Ebbe explains that more creators are getting involved with the experience tools, which is important when it comes to new user experiences too.

Ebbe of course also talks about the new world and this is a touchy subject for some within the Second Life community. Ebbe insists that Second Life will be around for quite a while yet :

We’re going to continue to make Second Life better and faster and more performant in addition to the stuff that we’re doing with the next generation stuff, so things will improve here, and I think we’ll all learn and discover over time what thing works the best for what use case.

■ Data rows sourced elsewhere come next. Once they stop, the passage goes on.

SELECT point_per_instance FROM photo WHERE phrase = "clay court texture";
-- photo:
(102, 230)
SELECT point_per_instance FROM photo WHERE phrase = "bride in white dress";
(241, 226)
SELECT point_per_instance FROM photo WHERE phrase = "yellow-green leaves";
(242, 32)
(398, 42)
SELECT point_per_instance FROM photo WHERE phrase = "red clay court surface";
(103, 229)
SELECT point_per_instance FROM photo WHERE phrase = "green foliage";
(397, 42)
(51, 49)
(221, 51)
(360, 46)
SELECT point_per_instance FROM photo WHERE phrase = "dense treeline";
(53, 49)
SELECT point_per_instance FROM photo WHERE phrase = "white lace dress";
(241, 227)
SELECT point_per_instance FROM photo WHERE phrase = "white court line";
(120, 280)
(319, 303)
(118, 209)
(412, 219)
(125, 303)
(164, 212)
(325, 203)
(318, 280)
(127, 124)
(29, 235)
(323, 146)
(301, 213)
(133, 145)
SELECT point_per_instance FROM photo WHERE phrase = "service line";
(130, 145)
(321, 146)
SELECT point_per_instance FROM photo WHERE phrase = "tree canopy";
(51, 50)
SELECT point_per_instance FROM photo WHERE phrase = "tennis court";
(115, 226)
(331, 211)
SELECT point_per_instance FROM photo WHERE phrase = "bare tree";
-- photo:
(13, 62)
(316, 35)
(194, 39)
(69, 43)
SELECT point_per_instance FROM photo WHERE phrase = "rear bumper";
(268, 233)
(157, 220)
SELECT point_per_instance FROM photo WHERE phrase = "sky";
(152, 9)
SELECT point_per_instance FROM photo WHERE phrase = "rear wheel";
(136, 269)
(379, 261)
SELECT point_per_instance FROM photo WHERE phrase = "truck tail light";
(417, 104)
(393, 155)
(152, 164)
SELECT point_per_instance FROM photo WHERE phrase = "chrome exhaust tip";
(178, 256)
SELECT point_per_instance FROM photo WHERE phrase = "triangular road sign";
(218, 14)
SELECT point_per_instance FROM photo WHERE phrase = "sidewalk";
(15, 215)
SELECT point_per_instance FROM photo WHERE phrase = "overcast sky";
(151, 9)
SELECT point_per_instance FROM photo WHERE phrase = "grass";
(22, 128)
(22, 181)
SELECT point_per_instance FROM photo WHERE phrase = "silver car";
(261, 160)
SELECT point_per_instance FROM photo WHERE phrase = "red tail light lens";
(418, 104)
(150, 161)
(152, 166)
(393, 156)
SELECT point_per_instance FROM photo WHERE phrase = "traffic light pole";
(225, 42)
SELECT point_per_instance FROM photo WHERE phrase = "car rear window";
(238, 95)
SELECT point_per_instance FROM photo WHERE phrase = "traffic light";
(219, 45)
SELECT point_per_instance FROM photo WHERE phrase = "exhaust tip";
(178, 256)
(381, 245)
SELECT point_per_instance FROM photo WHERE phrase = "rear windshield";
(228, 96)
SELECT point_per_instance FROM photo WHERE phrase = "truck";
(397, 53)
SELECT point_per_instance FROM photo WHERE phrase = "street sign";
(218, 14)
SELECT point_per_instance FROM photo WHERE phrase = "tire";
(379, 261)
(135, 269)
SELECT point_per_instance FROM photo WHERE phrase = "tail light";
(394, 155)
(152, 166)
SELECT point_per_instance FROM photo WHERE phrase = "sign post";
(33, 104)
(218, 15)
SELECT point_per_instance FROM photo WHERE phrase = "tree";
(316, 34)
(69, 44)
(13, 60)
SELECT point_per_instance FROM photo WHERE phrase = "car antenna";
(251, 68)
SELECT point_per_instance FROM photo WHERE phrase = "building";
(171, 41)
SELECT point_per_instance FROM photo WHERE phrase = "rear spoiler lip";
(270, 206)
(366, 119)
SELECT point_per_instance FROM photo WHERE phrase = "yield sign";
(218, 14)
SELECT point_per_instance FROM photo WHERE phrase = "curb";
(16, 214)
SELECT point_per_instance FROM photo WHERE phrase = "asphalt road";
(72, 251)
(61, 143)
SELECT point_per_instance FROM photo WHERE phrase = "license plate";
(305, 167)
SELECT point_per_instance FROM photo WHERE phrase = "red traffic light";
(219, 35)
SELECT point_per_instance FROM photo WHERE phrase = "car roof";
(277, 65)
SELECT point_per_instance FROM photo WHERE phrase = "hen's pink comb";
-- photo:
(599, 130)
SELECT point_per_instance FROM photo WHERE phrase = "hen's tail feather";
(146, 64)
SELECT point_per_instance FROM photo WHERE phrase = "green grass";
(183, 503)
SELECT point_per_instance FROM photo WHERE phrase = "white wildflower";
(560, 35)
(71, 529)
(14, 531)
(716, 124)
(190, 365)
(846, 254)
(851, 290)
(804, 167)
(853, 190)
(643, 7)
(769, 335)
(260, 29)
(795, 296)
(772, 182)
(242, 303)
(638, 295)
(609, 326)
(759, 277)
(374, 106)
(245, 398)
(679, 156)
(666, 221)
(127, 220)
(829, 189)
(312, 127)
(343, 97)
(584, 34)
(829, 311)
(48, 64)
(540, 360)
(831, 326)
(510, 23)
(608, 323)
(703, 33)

And if the new thing ends-up being a superset of everything we’re able to do here, and people actually rather quickly move over to take advantage of some new things, then that’s one outcome. Another outcome could be that the new thing doesn’t solve some things that are critical for people who are in this thing for a very long time for various reasons, whether it’s hard to do or it not being in our interest to solve those particular use cases in the new world; because we don’t want to assume it’s going to be just a pure superset of everything people appreciate in this world, but it could be that that’s the case.

We’re obviously looking at all the things one can do in this world and trying to understand if and when someone could do that [in the new platform]. But like I said, it’s a long project, and I think it’s easier to see it and take it as it comes and not have to stress about end date here, or anything like that.

I’m sure people will read this and come to different conclusions, some will feel it means that Linden Lab are looking to move everyone to the new world as soon as possible, others will feel it’s a sign that Linden Lab are committed to Second Life. I favour the latter point of view at this moment in time, I’m not seeing anything that suggests Linden Lab want to wind Second Life down.

Ebbe talks about the future and how he hopes facial expressions will arrive one day to avoid the issue of “dead face“. These sort of developments are in the pipeline but it’s early days yet as it is with peripherals such as Leap Motion and the Oculus Rift. There are certainly challenges with any new venture embracing these peripherals because they are in such an early stage of development.

There’s so much I haven’t covered in this interview, I urge anyone who is really interested to watch the video (warning it’s over 90 minutes long) or read Inara’s transcript. One thing you should get from the interview is that Ebbe has a strong community focus and very much appreciates the importance of communities. This is very positive and let’s hope that Linden Lab continue to appreciate the importance of community.

Overall, this is a pretty damn good interview.

Let’s also not forget that this interview was conducted to mark the 250th edition of Designing Worlds (including its predecessor Meta Makeover) and that is a hugely impressive milestone. Whereas Elrik Merlin only joined around episode 20 (only!!!) Saffia Widdershins has been there since episode 1. The team deserve congratulations for not only reaching this milestone, but for also being able to keep the show fresh enough for people to welcome the 250th edition, long may it continue.

Designing Worlds Episode 250 – With Ebbe Altberg from Richard Elen on Vimeo.


4 Replies to “Designing Worlds Ebbe Altberg Interview Has Strong Community Focus”

  1. I can´t take any company serious which runs a software which first of all deals with customer asset management – and then comes up with a follow up version without asset backwards compatibility. That´s exactly the kind of economical suicide which Apple, Microsoft, Adobe and whoever else is truly successful avoid for a number of valid reasons. As it seems, NO ONE at Linden Lab actually ever “listened to the community”. It´s just the same old experimental software garage it ever was, a kind of techie playground at best. They only are lucky that the ones who really made and pay Second Life, namely their customers, are dedicated and forgiving enough to proceed in spite of the Linden Lab management messing up whatever they can mess up by their experiments. lately since 2009. This “new thing”, predictably, will be DOA in best case, in worst case it will ruin Linden Lab.